We ate our food and then set out to go pray for a sick lady in Gurgaon, about 6.5 km distance. But to get there we would ride the crowded local bus, an auto-rickshaw bus that holds 12 people, and it would take two bicycle rickshaws to get us all there.
Come to find out, we know the people and have been to their home before this with Pastor Mammen – Mr. and Mrs. Paul Philipoos! Mercy is the wife’s name. He invited us to have tea and biscuits first, and then we went into their bedroom to pray for her. I prayed the healing scriptures related to her bones and blood, to increase her platelets to normal levels, and for the bed sore type of wounds on her skin. After we prayed, she sang a song in English demonstrating her joy to be a testimony for the Lord. Mr. Philipoos dropped us back to the bus stand to catch a small bus back to Kapashera.
I sat in the seat Pastor Sam directed me to sit, after he told the sleeping fella to move over. Elsamma sat on the seat at a 90 degree angle from me so the guy was sort of between us. Elsamma and I looked at each other and at the man again. He was the same man who was drunk on the crowded bus that the passenger next to him was slapping in the face. He was sleeping so we could only pray for him secretly.
Back at pastor’s house we fellowshipped until the power returned. We ate supper and watched Moses before bed.
Sunday morning we all fasted with only a cup of tea. Elsamma finished cooking lunch before she dressed for church. Pastor Sam, John, and Jessy went on ahead to unlock the church and lay the mats. Bill, Elsamma, and I rode a bicycle rickshaw to the jugi/slum. It is within walking distance, so we walked back after the service.
Bill shared a simple message that was greatly appreciated by the illiterate, as well as those who read somewhat. Pastor Sam expressed his appreciation for the simplicity in Bill’s presentation because the people understood his message.

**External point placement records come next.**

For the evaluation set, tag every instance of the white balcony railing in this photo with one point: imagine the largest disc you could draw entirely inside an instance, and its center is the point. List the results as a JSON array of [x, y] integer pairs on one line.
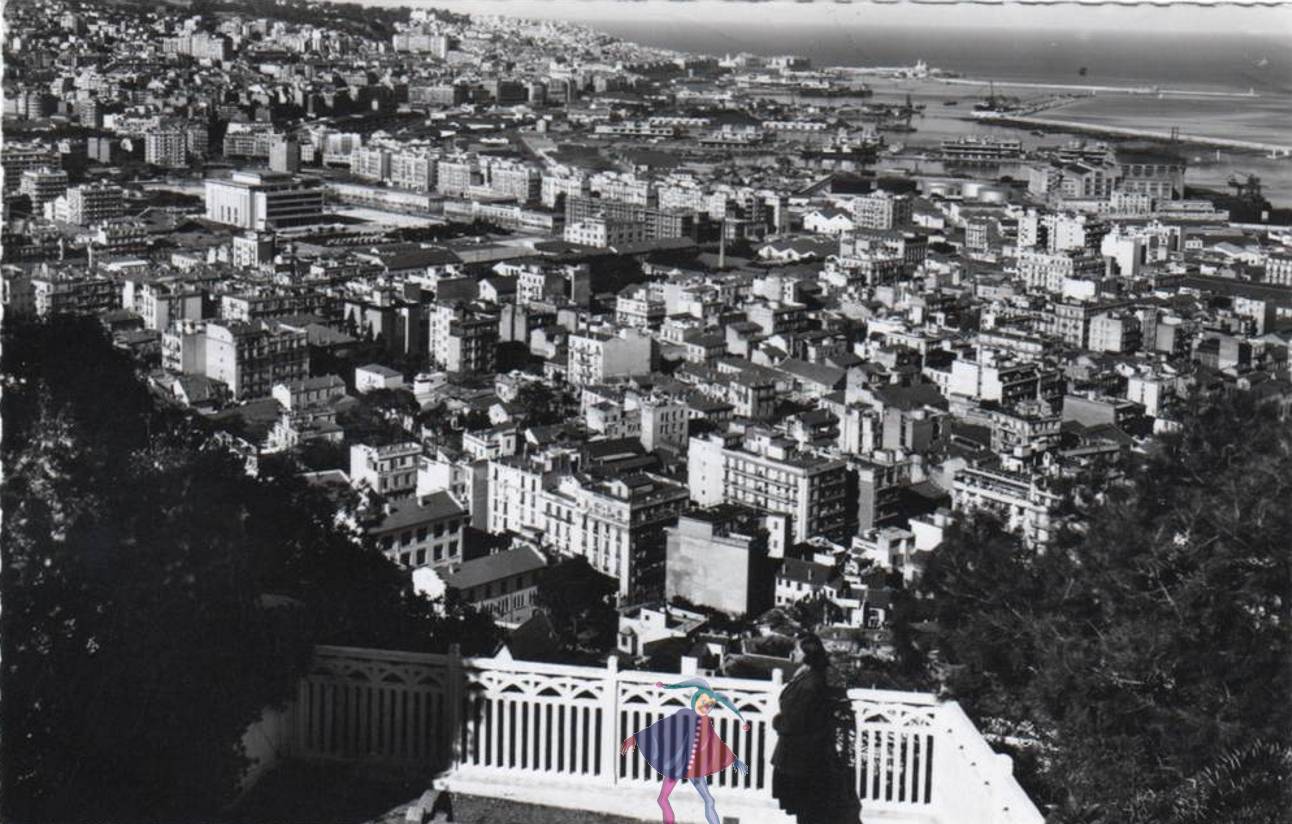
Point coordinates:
[[551, 734]]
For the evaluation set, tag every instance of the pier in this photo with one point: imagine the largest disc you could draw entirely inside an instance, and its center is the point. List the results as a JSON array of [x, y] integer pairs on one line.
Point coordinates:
[[1273, 150], [1097, 89]]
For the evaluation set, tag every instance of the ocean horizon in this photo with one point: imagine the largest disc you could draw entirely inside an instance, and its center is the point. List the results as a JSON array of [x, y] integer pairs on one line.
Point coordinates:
[[1229, 61]]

Pastor gave me time to share testimony of the work in W. Mulund that He wants to do in the hearts of the people here. You could see in their faces the encouragement they received.
Bill took a nap after lunch while Pastor took Jessy to get the bike that he promised his nine year old daughter. She was so happy when she came back with it. She let John give her rides on it first. Later John was riding on back showing her how to ride it. Even though it is Jessy’s bike, the members of the family will be using it for various purposes, especially the pastor for the night needs to go out.
I sat and prayed with him and Elsamma as he shared concerns, issues, and problems that face slum pastors...another mentoring opportunity.